The federal Traumatic Brain Injury Act provides many benefits to survivors. For example, much of the research that I reference on this website is done by organizations funded through the Act. When it was originally signed into law in 1996, the TBI Act defined its goals as to “identify methods of preventing traumatic brain injury; expand biomedical research efforts to prevent or minimize the severity of dysfunction as a result of such an injury; and to improve the delivery and quality of services through state demonstration projects.” More than 20 years later, the basic goals of the bill remain the same. However, every few years reauthorization is required, and new amendments are added.
This year, Congressman Bill Pascrell presented H.R. 6615 to the House for this reauthorization on July 26, 2018. (Rep. Pascrell is the co-chair of the Congressional Brain Injury Task Force. The bill was co-sponsored by the other co-chair of the Task Force Rep. Thomas Rooney (FL), and by Rep. Brian Fitzpatrick (PA), Rep. Eleanor Holmes (DC), Rep. Steve Cohen (TN) and Rep. Brian Higgins (NY).) “I am proud to introduce this critical bipartisan, bicameral reauthorization of the Traumatic Brain Injury Act,” Pascrell said. In particular, the bill is seeking a $186,000 increase in the annual budget of the National Concussion Surveillance System. (From $6,564,000 each fiscal year from 2015 through 2019 to $6,750,000 each fiscal year from 2019 through 2023, to perform aspects of data collection and evaluation.) Established in 2016, NCSS seeks to, “determine the prevalence and incidence of concussion,” through such activities as household telephone surveys. Additionally, the bill aims to increase the budget for state and federal research grants. (Full information regarding budget increases and activities to be completed can be read fully in bill.)

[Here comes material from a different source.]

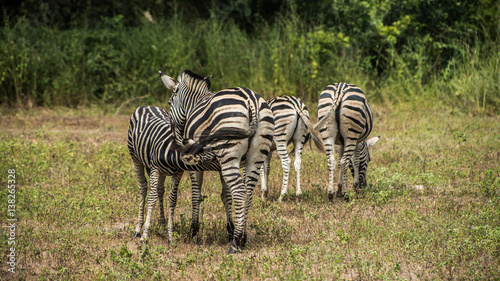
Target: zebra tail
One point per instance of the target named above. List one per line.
(314, 134)
(322, 122)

This week H.R. 6615 passed the House and was sent to the Senate. Termed S. 3657 in the Senate, the Traumatic Brain Injury Program Reauthorization Act of 2018 is sponsored by Sen. Orrin Hatch (UT). (The fact that the main sponsor of the bill was Rep. Pascrell, a Democrat, in the House and Sen. Hatch, a Republican, in the Senate is further proof of its bipartisan appeal.) As Hatch said, “We know TBI is a serious problem, but we fail to grasp its severity and scope. Our bill will change that… our legislation will extend important research, education, and advocacy efforts to help us better understand the nature of brain trauma and reduce the prevalence of these injuries going forward.”